Garavano reiteró que, como Oyarbide, "otros jueces de la última década fueron designados con afinidad política".

"El Gobierno anterior trato de cooptar a distintos jueces", señaló el ministro, al tiempo que subrayó que "esta trama de corrupción incluía una pauta de protección judicial con Oyarbide".

Este viernes, tres nuevos empresarios se sumaron al listado de "arrepentidos" en una jornada cargada de indagatorias por la causa de los cuadernos de las presuntas coimas en los tribunales de Comodoro Py y uno de ellos, el ex presidente de la Cámara de la Construcción Carlos Wagner, realizó un aporte clave, al brindar detalles sobre supuestos "retornos" por la concesión de obra pública durante el gobierno kirchnerista.

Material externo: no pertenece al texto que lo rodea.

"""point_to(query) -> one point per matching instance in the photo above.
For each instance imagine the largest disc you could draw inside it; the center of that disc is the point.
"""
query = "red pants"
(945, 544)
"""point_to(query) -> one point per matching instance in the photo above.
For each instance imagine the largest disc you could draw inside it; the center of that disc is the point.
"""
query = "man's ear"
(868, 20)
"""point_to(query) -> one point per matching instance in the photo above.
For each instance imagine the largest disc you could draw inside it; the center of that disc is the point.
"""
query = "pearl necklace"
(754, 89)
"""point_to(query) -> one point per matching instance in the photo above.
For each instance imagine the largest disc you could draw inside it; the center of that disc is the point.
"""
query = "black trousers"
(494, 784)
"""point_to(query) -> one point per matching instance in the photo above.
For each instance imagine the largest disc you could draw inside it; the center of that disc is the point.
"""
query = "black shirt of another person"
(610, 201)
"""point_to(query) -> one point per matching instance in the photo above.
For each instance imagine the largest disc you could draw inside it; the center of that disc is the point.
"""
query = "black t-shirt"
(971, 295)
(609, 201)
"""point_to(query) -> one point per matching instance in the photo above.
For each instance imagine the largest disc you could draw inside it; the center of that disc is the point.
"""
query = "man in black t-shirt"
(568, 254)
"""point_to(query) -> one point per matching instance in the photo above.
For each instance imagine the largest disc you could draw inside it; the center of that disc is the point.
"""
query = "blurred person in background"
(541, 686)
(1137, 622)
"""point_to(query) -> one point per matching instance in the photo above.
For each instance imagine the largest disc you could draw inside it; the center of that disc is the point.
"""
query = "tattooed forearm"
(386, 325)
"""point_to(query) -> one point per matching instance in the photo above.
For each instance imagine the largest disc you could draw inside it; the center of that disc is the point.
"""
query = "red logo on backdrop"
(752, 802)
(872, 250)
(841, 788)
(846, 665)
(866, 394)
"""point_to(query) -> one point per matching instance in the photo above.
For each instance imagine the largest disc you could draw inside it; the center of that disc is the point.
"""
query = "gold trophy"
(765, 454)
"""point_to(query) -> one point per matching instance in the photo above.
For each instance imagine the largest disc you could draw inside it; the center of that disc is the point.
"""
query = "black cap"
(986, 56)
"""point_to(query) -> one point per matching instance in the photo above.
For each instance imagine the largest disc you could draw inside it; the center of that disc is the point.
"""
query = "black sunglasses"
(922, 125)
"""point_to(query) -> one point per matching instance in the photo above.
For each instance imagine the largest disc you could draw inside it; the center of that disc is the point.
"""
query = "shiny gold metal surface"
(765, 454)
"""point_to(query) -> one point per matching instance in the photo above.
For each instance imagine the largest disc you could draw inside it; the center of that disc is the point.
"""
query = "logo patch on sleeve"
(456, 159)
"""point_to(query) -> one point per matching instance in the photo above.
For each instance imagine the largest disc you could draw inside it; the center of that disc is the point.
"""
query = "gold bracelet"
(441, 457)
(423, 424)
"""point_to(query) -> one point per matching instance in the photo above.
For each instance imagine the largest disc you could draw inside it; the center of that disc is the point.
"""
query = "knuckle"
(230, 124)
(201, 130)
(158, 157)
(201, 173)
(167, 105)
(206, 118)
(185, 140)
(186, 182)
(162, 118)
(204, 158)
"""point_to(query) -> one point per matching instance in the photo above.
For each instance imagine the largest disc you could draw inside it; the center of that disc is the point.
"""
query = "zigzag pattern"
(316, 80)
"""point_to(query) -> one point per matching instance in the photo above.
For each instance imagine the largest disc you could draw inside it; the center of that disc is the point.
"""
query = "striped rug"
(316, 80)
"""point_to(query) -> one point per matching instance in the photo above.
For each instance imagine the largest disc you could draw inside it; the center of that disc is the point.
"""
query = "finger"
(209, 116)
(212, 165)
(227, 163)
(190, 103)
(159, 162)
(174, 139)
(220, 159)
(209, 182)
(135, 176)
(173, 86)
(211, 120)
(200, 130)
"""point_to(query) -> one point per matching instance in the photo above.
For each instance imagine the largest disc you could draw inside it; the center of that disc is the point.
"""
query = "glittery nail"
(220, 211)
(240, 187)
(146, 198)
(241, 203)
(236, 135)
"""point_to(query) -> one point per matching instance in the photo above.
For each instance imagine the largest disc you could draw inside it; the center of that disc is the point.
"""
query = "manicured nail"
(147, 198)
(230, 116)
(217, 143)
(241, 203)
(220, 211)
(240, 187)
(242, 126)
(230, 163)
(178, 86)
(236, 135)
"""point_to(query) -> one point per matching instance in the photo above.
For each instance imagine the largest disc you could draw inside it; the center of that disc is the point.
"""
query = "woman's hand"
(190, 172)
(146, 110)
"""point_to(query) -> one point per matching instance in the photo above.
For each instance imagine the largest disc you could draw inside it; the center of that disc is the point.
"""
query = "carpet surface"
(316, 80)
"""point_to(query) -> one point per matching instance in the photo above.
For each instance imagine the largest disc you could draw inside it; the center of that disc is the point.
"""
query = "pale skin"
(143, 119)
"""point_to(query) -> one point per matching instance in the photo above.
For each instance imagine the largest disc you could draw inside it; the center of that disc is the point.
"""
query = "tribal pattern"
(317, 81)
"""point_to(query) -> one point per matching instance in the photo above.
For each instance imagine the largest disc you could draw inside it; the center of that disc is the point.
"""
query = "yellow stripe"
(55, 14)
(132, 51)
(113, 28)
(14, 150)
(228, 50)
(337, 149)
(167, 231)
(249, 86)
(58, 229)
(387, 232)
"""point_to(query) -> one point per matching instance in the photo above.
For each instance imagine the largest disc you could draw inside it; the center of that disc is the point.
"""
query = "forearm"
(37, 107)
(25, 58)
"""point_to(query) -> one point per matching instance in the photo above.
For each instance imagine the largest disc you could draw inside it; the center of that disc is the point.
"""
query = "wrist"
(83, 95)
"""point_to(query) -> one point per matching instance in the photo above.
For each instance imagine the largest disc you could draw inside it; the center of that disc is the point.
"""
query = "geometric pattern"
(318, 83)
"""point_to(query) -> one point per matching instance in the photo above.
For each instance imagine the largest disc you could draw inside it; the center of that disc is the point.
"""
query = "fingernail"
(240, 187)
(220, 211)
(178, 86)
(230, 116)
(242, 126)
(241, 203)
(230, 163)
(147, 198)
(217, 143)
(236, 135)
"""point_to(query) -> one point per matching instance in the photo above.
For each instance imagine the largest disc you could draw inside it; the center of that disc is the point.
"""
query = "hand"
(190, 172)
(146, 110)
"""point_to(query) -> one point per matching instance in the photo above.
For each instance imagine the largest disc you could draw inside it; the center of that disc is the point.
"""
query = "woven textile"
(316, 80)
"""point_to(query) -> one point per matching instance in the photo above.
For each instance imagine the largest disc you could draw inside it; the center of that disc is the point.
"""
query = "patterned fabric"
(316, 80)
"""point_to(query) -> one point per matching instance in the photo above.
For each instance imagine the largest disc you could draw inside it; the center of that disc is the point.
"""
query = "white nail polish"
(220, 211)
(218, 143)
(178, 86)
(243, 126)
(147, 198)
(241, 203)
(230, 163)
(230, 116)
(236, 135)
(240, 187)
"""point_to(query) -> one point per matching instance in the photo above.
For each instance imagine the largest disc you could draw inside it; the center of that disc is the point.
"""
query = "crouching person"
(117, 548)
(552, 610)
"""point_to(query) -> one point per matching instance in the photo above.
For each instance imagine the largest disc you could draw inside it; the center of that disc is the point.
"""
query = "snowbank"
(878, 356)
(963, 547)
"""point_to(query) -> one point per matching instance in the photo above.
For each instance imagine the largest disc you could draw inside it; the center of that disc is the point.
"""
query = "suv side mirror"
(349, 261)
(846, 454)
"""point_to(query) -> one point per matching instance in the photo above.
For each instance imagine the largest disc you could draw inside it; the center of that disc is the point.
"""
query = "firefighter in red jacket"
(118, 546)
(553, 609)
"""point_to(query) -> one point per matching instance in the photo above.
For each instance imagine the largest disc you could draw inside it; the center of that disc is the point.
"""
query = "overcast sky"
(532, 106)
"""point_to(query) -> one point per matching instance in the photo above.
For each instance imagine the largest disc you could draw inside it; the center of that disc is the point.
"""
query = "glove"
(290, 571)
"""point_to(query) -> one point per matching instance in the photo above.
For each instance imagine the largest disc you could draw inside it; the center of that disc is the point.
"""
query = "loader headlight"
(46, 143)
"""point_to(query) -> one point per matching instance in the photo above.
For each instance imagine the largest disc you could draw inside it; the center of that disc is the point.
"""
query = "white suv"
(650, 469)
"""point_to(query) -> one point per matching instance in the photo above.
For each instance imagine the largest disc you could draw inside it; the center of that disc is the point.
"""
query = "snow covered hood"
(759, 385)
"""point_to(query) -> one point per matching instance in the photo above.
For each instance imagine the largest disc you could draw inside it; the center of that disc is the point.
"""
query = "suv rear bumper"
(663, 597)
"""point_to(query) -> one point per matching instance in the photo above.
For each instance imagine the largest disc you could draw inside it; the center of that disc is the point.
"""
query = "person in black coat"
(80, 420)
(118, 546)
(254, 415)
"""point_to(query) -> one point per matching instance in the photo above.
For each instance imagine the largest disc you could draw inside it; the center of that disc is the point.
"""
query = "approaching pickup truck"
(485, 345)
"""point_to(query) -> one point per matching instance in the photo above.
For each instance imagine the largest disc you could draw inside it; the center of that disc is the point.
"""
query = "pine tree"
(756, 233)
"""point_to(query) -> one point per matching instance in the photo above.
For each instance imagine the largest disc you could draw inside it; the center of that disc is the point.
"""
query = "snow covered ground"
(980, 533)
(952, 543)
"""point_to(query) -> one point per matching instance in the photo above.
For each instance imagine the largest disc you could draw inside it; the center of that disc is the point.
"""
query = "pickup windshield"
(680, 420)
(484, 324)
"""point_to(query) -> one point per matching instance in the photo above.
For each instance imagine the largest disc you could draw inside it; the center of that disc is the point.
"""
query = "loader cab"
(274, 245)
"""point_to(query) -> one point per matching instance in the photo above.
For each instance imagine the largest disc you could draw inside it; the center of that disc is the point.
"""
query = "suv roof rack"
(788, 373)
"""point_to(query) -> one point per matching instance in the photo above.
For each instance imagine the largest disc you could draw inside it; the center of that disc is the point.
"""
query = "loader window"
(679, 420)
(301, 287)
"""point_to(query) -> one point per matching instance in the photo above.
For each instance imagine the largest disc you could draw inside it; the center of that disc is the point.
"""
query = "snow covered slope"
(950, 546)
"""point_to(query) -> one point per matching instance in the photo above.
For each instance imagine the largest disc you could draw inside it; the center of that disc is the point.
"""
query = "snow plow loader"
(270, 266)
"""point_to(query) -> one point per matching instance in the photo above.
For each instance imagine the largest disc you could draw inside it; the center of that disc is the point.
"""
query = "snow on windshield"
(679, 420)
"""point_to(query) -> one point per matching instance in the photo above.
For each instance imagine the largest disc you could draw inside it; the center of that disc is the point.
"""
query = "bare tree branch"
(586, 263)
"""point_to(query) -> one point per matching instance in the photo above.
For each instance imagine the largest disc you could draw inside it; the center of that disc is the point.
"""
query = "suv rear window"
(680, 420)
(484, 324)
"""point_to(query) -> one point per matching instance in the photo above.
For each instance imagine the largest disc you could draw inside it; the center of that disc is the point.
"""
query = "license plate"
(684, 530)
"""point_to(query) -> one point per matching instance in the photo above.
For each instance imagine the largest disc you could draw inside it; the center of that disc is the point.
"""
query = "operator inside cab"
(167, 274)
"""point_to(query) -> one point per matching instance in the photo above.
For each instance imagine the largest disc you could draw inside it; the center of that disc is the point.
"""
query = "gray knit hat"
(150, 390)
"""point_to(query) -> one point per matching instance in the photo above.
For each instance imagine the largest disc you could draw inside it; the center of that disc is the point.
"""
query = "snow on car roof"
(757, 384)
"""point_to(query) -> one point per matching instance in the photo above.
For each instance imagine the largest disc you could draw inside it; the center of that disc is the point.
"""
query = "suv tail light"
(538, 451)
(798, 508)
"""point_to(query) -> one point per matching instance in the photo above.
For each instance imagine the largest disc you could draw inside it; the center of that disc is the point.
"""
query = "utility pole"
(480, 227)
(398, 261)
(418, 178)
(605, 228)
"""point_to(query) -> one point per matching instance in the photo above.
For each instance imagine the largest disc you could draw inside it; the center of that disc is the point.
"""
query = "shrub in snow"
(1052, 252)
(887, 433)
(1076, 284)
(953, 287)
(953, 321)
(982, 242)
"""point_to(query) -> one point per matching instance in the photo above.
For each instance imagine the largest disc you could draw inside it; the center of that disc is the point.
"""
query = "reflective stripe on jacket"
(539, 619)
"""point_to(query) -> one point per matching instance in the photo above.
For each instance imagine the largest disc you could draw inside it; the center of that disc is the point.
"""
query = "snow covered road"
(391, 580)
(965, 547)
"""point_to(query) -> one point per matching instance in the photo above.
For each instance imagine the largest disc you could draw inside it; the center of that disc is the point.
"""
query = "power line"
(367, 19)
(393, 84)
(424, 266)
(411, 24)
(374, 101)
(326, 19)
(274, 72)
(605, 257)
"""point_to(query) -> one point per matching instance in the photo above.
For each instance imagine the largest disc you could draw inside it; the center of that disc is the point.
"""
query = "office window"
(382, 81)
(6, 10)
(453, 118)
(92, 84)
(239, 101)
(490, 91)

Wagner, dueño de la constructora ESUCO, declaró ante Bonadio y el fiscal Carlos Stornelli que negoció directamente con el ex ministro Julio De Vido el pago de coimas para el "reparto" de la obra pública y que se abonaba entre el 10 y el 20 por ciento del precio total.

Los otros dos empresarios que fueron aceptados como imputados colaboradores para que al fin del proceso se les reduzca una eventual condena fueron Jorge Neira (Electroingeniería) y Claudio Glazman (Sociedad Latinoamericana de Inversiones), quienes también dejaron los Tribunales de Comodoro Py por la noche.

Otro que declaró fue el empresario Aldo Roggio, aunque su acuerdo sería aceptado por Bonadio recién el próximo lunes, mientras el director y vicepresidente de Electroingenieria Gerardo Ferreyra y Hugo Eurnekian, respectivamente, sólo prestaron declaración indagatoria y se retiraron.